A tragédia envolvendo uma equipe da Band Minas causou grande comoção em Belo Horizonte e em todo o estado. A repórter Alice Ribeiro, de 35 anos, teve a morte encefálica confirmada nesta quinta-feira (16) pela emissora, um dia após sofrer um grave acidente na BR-381, em Sabará. A equipe retornava para Belo Horizonte depois de gravar uma reportagem sobre a necessidade de duplicação da BR-381 e os riscos frequentes de acidentes na rodovia. A família informou que irá doar os órgãos da jornalista.
Carreira marcada por dedicação
Alice Ribeiro era formada em Jornalismo pela PUC Minas e tinha passagens por emissoras importantes, como TV Globo Minas, TV Alterosa e RecordTV Minas. Ela fazia parte da Band desde 2021 e atuava na capital mineira desde agosto de 2024.
Homenagem da Band Minas (Foto: reprodução/Instagram/@band_minas)
Dentro da emissora, Alice era considerada uma profissional dedicada e muito querida pelos colegas. Segundo a Band, ela tinha forte compromisso com o jornalismo e era reconhecida pelo cuidado com as reportagens e pela relação próxima com a equipe.
Na vida pessoal, era casada e mãe de um bebê de cerca de nove meses. A emissora destacou que Alice deixa os pais, o irmão, o marido e o filho.

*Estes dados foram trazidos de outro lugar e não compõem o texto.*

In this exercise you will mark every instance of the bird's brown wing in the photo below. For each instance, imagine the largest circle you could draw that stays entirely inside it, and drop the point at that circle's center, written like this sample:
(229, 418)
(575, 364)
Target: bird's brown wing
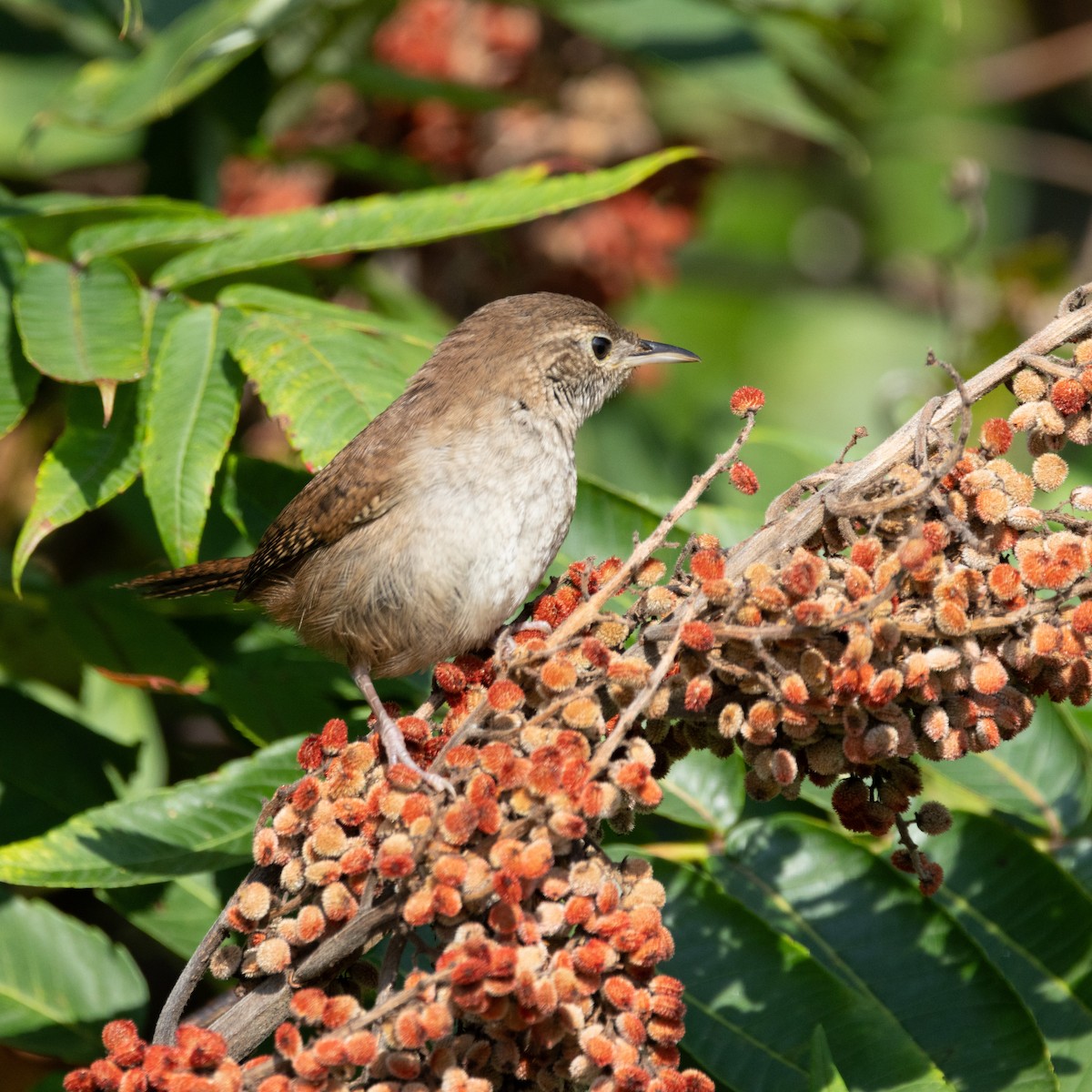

Cinegrafista morreu no local do acidente
No mesmo acidente morreu o repórter cinematográfico Rodrigo Lapa, de 49 anos, que dirigia o veículo da emissora no momento da colisão. Ele morreu ainda no local da batida. A equipe retornava para Belo Horizonte após produzir uma reportagem sobre a duplicação da BR-381 e a necessidade de melhorar a segurança na rodovia, conhecida pelo alto número de acidentes.
A Polícia Civil segue investigando as causas da colisão. A perícia esteve no local para recolher informações que irão ajudar na apuração do caso.
A BR-381 é uma das rodovias mais importantes de Minas Gerais e também uma das mais perigosas do país. Ela liga Belo Horizonte ao interior mineiro, passando por cidades como Sabará, Caeté e Governador Valadares, além de fazer conexão com outras regiões do Brasil.
Por causa do grande número de acidentes, mortes e problemas de infraestrutura, a rodovia ficou conhecida como “Rodovia da Morte”. O apelido se deve principalmente aos trechos de pista simples, curvas perigosas, falta de acostamento, sinalização precária e intenso tráfego de caminhões reporter e cinegravista foram mais uma vitima fatal nesta rodovia.